There's a third option: analysis and understanding.

This seems to be entirely forgotten by the "measure, test" crowd - the scientific method requires a hypothesis to test for measurements to be meaningful, and separately not all things that are produced are "tested" in every aspect, since many things are well established, and the application of that existing theoretical framework makes measurement and testing a waste of time.

Having a theoretical understanding of the thing you care about is far more important than the "measure, test" step - which is certainly important, but by itself of really limited power.

The programming field isn't lacking in typical programmers with hypotheses. What it's lacking are typical programmers who are checking their hypotheses.
If you take the word hypothesis at its meanest, and ignore everything else I said, sure.
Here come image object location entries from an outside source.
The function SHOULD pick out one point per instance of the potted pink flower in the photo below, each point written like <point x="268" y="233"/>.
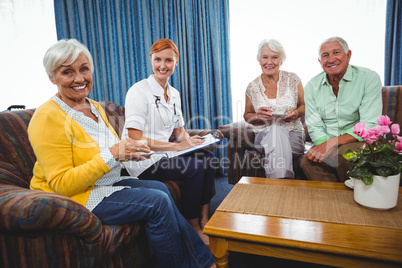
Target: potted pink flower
<point x="378" y="164"/>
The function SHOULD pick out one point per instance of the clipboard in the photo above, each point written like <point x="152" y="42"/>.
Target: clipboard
<point x="209" y="140"/>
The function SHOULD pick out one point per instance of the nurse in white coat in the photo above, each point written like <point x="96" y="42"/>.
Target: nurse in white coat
<point x="153" y="113"/>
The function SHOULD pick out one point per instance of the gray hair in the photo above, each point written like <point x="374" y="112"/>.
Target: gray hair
<point x="338" y="39"/>
<point x="62" y="51"/>
<point x="274" y="45"/>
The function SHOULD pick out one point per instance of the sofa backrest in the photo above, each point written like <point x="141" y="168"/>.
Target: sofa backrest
<point x="16" y="155"/>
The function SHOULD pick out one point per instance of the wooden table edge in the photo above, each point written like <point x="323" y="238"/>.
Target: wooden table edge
<point x="229" y="235"/>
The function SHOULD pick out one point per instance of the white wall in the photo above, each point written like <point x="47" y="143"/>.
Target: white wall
<point x="27" y="30"/>
<point x="301" y="26"/>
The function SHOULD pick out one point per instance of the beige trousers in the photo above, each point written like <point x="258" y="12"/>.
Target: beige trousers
<point x="333" y="168"/>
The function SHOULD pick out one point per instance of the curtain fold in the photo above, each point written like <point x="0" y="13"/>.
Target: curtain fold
<point x="120" y="33"/>
<point x="393" y="32"/>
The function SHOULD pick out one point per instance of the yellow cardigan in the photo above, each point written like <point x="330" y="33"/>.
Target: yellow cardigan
<point x="68" y="159"/>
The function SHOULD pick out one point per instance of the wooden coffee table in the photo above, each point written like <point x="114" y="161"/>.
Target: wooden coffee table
<point x="334" y="244"/>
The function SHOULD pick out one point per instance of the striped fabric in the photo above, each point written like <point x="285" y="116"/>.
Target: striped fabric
<point x="244" y="160"/>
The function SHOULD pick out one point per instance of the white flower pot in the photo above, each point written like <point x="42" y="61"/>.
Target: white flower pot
<point x="382" y="194"/>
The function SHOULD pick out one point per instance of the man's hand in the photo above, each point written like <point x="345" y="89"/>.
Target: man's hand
<point x="319" y="152"/>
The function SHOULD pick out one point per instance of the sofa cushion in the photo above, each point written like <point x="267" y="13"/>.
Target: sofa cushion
<point x="16" y="155"/>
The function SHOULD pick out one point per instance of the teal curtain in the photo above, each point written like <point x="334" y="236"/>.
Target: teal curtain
<point x="393" y="33"/>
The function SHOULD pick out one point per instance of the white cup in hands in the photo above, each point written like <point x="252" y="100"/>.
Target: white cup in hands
<point x="129" y="149"/>
<point x="142" y="153"/>
<point x="279" y="110"/>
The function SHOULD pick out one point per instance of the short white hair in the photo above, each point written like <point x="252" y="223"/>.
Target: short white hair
<point x="338" y="39"/>
<point x="273" y="45"/>
<point x="63" y="50"/>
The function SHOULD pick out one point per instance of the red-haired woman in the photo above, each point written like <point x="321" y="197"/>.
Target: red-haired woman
<point x="153" y="113"/>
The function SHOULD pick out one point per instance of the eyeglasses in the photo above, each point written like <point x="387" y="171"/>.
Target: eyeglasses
<point x="175" y="117"/>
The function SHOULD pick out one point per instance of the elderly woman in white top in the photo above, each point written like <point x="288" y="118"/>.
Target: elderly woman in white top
<point x="274" y="104"/>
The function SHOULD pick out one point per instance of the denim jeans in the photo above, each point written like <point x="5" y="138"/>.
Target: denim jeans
<point x="173" y="240"/>
<point x="197" y="174"/>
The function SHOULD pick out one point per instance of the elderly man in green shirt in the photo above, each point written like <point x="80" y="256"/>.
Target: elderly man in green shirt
<point x="336" y="100"/>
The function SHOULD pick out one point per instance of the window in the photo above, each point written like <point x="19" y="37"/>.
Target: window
<point x="301" y="26"/>
<point x="27" y="30"/>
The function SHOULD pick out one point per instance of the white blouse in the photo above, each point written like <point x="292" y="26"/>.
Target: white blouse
<point x="147" y="110"/>
<point x="287" y="94"/>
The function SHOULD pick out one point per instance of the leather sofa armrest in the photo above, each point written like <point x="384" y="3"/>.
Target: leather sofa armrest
<point x="34" y="213"/>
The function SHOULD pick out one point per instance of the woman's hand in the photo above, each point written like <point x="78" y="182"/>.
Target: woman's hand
<point x="128" y="150"/>
<point x="264" y="113"/>
<point x="189" y="142"/>
<point x="291" y="115"/>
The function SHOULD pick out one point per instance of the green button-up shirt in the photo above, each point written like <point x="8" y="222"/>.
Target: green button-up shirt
<point x="359" y="100"/>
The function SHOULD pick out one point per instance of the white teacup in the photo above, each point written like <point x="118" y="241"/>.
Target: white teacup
<point x="279" y="109"/>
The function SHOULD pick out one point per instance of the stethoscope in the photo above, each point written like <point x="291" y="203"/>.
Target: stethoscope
<point x="175" y="117"/>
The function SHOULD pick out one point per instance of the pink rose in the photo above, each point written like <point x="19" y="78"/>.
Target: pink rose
<point x="359" y="128"/>
<point x="370" y="136"/>
<point x="399" y="145"/>
<point x="395" y="129"/>
<point x="380" y="130"/>
<point x="384" y="120"/>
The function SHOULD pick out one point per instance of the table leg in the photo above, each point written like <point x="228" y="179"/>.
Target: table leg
<point x="218" y="247"/>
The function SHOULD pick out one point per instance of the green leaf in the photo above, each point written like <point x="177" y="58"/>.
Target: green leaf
<point x="368" y="180"/>
<point x="384" y="171"/>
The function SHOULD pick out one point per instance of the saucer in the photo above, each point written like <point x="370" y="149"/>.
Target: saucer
<point x="349" y="183"/>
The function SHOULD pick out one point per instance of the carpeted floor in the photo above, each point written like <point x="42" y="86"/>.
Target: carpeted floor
<point x="242" y="260"/>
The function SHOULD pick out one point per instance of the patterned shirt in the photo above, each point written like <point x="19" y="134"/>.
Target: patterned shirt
<point x="286" y="94"/>
<point x="105" y="139"/>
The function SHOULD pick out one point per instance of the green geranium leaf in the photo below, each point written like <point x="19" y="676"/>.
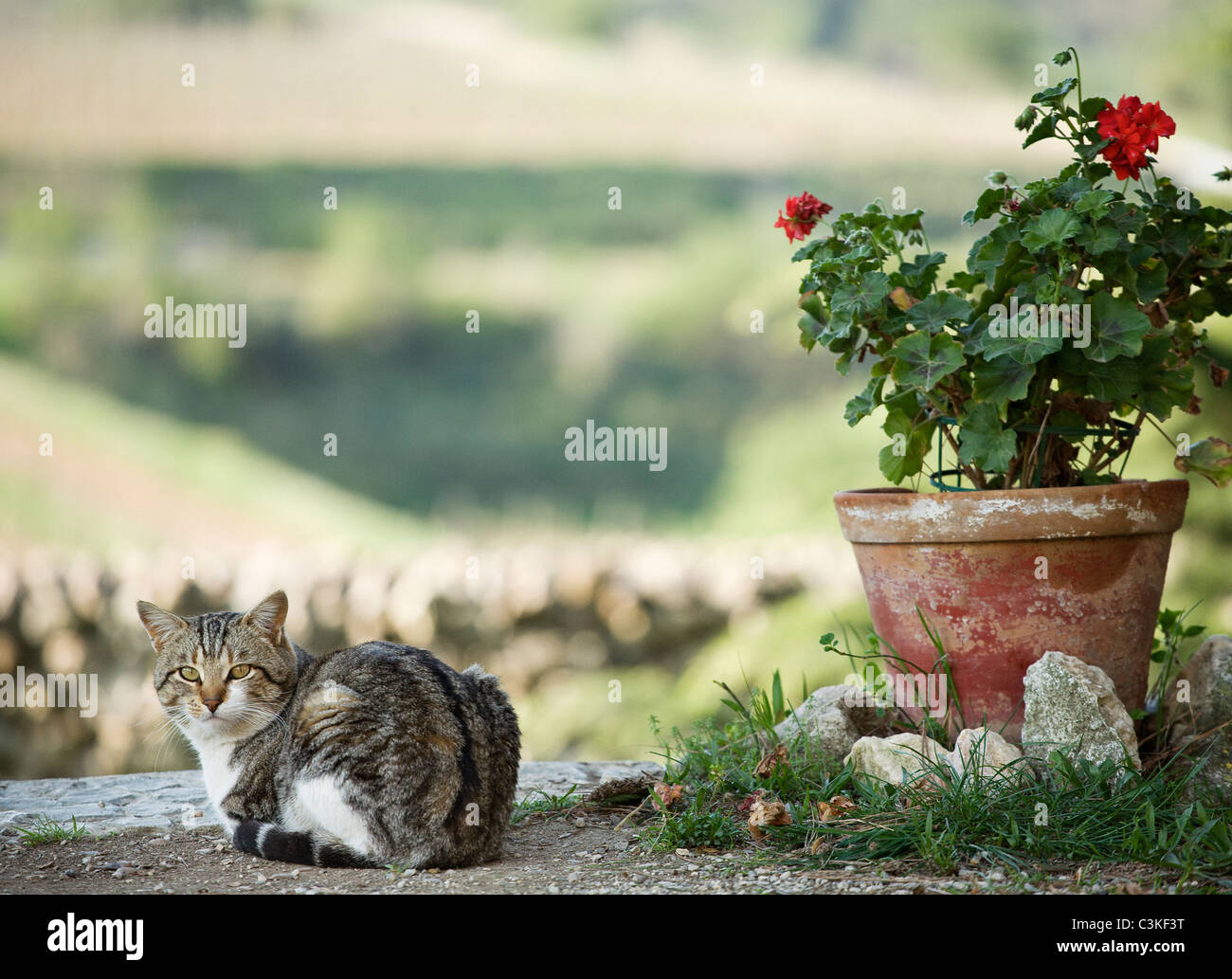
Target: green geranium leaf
<point x="1050" y="229"/>
<point x="865" y="402"/>
<point x="1099" y="239"/>
<point x="1116" y="328"/>
<point x="1056" y="94"/>
<point x="1042" y="130"/>
<point x="920" y="274"/>
<point x="937" y="309"/>
<point x="865" y="297"/>
<point x="920" y="360"/>
<point x="1002" y="382"/>
<point x="1092" y="107"/>
<point x="1211" y="459"/>
<point x="984" y="441"/>
<point x="1095" y="204"/>
<point x="1152" y="282"/>
<point x="904" y="455"/>
<point x="989" y="204"/>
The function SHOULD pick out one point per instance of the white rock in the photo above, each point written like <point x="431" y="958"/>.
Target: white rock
<point x="1072" y="706"/>
<point x="899" y="760"/>
<point x="832" y="719"/>
<point x="986" y="753"/>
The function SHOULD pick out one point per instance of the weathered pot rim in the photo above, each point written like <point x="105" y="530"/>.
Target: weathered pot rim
<point x="891" y="515"/>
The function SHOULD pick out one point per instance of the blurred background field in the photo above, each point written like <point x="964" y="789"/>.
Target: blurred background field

But a hypothesis that is grounded in an absence of analysis or understanding of the situation, or an appreciation of the existing body of literature related to a topic, or any other informing principle, is of limited value.

i.e., it's not about checking your hypothesis, it's about checking the method by which you formed your hypothesis.
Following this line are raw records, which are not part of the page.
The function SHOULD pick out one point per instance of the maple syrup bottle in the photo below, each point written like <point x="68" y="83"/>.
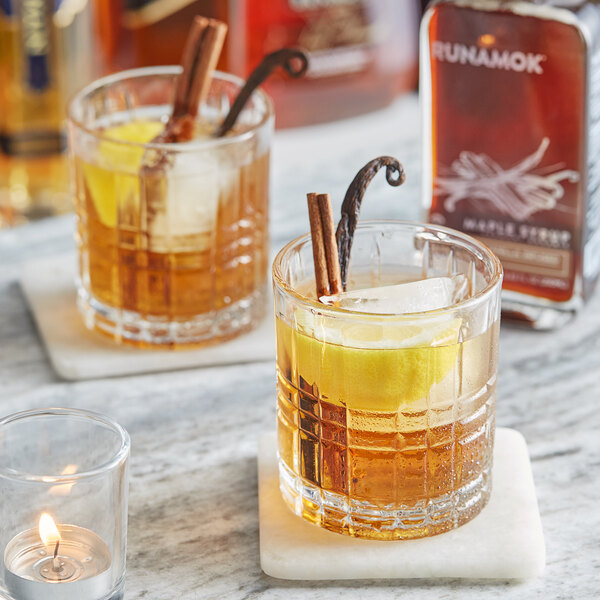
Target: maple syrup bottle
<point x="511" y="102"/>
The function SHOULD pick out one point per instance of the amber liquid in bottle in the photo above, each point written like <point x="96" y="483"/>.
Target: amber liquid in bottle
<point x="45" y="54"/>
<point x="362" y="53"/>
<point x="511" y="97"/>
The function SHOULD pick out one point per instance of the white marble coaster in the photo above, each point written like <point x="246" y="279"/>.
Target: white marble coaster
<point x="77" y="353"/>
<point x="505" y="541"/>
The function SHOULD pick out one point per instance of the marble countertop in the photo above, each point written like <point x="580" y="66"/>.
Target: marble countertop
<point x="193" y="528"/>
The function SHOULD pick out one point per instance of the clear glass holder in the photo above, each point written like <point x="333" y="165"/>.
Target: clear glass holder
<point x="63" y="484"/>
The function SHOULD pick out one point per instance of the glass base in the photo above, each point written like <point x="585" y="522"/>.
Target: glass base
<point x="128" y="327"/>
<point x="357" y="518"/>
<point x="538" y="313"/>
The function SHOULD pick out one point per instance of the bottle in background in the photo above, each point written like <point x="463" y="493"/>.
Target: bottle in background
<point x="511" y="104"/>
<point x="362" y="53"/>
<point x="45" y="55"/>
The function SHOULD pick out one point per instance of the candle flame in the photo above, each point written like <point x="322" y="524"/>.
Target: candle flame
<point x="48" y="530"/>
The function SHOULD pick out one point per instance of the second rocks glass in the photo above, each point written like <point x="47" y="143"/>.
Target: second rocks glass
<point x="175" y="256"/>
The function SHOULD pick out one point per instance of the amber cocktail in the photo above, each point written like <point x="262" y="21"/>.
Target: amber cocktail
<point x="173" y="256"/>
<point x="386" y="396"/>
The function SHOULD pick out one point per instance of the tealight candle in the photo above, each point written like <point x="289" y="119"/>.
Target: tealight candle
<point x="74" y="557"/>
<point x="63" y="484"/>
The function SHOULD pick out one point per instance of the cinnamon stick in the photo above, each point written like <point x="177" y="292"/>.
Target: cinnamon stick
<point x="319" y="256"/>
<point x="325" y="255"/>
<point x="330" y="243"/>
<point x="200" y="56"/>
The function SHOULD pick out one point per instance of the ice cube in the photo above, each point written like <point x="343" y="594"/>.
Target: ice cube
<point x="404" y="298"/>
<point x="184" y="216"/>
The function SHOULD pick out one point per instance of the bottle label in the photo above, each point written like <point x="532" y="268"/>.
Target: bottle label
<point x="508" y="140"/>
<point x="36" y="43"/>
<point x="33" y="144"/>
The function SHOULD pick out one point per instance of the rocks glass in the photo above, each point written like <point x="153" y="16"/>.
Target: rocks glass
<point x="176" y="255"/>
<point x="386" y="421"/>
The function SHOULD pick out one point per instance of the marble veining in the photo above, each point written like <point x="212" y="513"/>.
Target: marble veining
<point x="193" y="512"/>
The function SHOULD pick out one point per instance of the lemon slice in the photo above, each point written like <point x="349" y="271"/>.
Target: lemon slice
<point x="113" y="180"/>
<point x="373" y="367"/>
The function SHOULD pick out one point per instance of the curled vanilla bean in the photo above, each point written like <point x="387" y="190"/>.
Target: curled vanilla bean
<point x="284" y="58"/>
<point x="394" y="175"/>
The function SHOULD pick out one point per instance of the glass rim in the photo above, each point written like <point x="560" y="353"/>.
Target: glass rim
<point x="118" y="457"/>
<point x="313" y="303"/>
<point x="172" y="147"/>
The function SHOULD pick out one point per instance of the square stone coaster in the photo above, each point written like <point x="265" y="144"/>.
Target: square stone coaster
<point x="505" y="541"/>
<point x="77" y="353"/>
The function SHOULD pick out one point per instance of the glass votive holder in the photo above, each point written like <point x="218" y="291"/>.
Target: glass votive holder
<point x="63" y="505"/>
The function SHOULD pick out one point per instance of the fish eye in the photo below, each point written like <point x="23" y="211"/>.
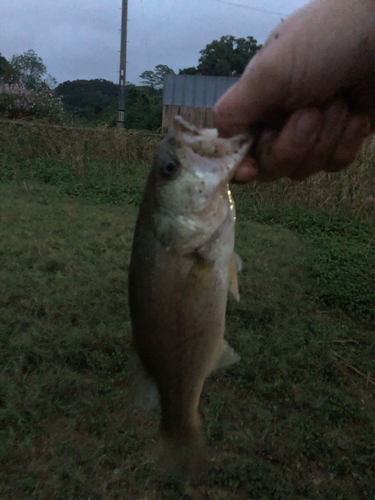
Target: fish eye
<point x="169" y="168"/>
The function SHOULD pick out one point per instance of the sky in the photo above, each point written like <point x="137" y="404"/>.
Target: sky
<point x="80" y="39"/>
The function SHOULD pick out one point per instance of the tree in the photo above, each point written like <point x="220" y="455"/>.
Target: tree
<point x="32" y="71"/>
<point x="189" y="71"/>
<point x="154" y="79"/>
<point x="7" y="73"/>
<point x="225" y="57"/>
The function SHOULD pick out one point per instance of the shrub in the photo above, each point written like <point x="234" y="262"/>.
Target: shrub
<point x="18" y="102"/>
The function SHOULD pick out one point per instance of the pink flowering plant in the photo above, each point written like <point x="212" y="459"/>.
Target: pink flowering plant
<point x="18" y="102"/>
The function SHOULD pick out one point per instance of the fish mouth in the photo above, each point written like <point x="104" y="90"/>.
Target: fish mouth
<point x="208" y="152"/>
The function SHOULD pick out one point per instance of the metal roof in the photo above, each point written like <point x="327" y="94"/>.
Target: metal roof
<point x="195" y="90"/>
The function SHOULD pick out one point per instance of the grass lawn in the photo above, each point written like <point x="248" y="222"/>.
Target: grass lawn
<point x="295" y="419"/>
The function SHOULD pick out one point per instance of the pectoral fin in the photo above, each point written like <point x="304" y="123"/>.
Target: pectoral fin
<point x="198" y="280"/>
<point x="234" y="267"/>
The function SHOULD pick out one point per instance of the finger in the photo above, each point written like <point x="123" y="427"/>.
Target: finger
<point x="356" y="131"/>
<point x="335" y="121"/>
<point x="280" y="154"/>
<point x="246" y="171"/>
<point x="247" y="100"/>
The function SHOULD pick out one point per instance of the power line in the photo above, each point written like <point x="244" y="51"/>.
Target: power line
<point x="146" y="38"/>
<point x="259" y="9"/>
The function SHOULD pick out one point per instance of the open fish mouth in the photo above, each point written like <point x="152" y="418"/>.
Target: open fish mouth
<point x="208" y="152"/>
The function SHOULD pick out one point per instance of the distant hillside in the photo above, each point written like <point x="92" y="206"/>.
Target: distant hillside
<point x="97" y="100"/>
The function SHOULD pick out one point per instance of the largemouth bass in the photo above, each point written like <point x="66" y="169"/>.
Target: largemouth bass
<point x="182" y="266"/>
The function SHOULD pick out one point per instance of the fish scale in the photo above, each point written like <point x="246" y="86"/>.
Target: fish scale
<point x="182" y="266"/>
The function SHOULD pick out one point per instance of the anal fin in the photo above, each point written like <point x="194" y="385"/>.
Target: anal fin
<point x="234" y="266"/>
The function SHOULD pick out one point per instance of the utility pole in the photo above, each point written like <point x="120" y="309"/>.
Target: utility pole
<point x="122" y="79"/>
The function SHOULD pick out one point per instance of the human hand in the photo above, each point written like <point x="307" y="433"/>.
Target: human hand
<point x="309" y="93"/>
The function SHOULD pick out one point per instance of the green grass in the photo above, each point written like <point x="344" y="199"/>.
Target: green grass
<point x="295" y="419"/>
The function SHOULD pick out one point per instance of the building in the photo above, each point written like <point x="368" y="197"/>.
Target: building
<point x="192" y="97"/>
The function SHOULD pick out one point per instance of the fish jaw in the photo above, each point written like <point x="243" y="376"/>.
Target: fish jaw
<point x="195" y="203"/>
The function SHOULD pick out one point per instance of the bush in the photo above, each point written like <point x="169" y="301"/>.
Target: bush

Checking your hypothesis is fine, but of value only to reject, not to actually find a hypothesis you can accept.

> the scientific method requires a hypothesis to test for measurements to be meaningful

That's the simplistic grade school version. In practice, characterization and measurement is part of a feedback cycle that is used to develop and refine hypotheses. Experiments need a hypothesis to test, but measurements do not require experiments. Where the "measure, test" crowd usually goes off the rails is in not entering that scientific feedback cycle after the initial measurements and instead jumping to conclusions based on gut feel interpretation of them.

I deleted from my comment an explicit calling out of this feedback loop, as it was implied, I thought, by the statement that the measurement and testing were both important, but of limited value by themselves.

However I disagree that measurements have any meaning unless they are conducted as experiments, or potentially as exploratory work looking for an experiment to conduct. Even such exploratory work needs to be driven by at least the loosest of hypotheses, since measuring everything is infeasible. So this is just as much an experiment, just one you don't have a high expectation of predicting the outcome of.

Either way, this recognition of the necessity of at least a minimal hypothesis in all of these scenarios is typically lacking is my fundamental point.

The cycle of revision of that hypothesis is clearly the next step and, as I say, I thought clearly implied.

I am not buying your distinction between measurements and experiments - experiments are measurements with a purpose.

You don't have to start with measurements. You can often do some analysis before you have anything to test, and that may save you a lot of time measuring, testing and tinkering with something that doesn't have a prayer of working. If you are measuring the environment that the system will interact with, you have already done some analysis in determining what to measure, and developed some theories about what is going to matter; that is hard to do without some causal reasoning. If your tests show you have a problem, you need to think about what is going on in order to find a solution.

There's a curious anti-intellectualism in software development that is opposed to any suggestion that thinking about problems is useful. It seems to go hand-in-hand with a simplistic world view that only sees dichotomies, together with the assumption that there can only be one answer.

Hell, let's go a step farther. If your software engineering begins and ends with jargon, you're likely doing a terrible job.

(the business people always pick the worse solution that sounds better unless you can explain why they should care, in english, meant for normal human beings, without sounding condescending about it)

What's worse, the field is constantly changing. What was true on one architecture may not be true on another, and even different generations of a single architecture can change a lot.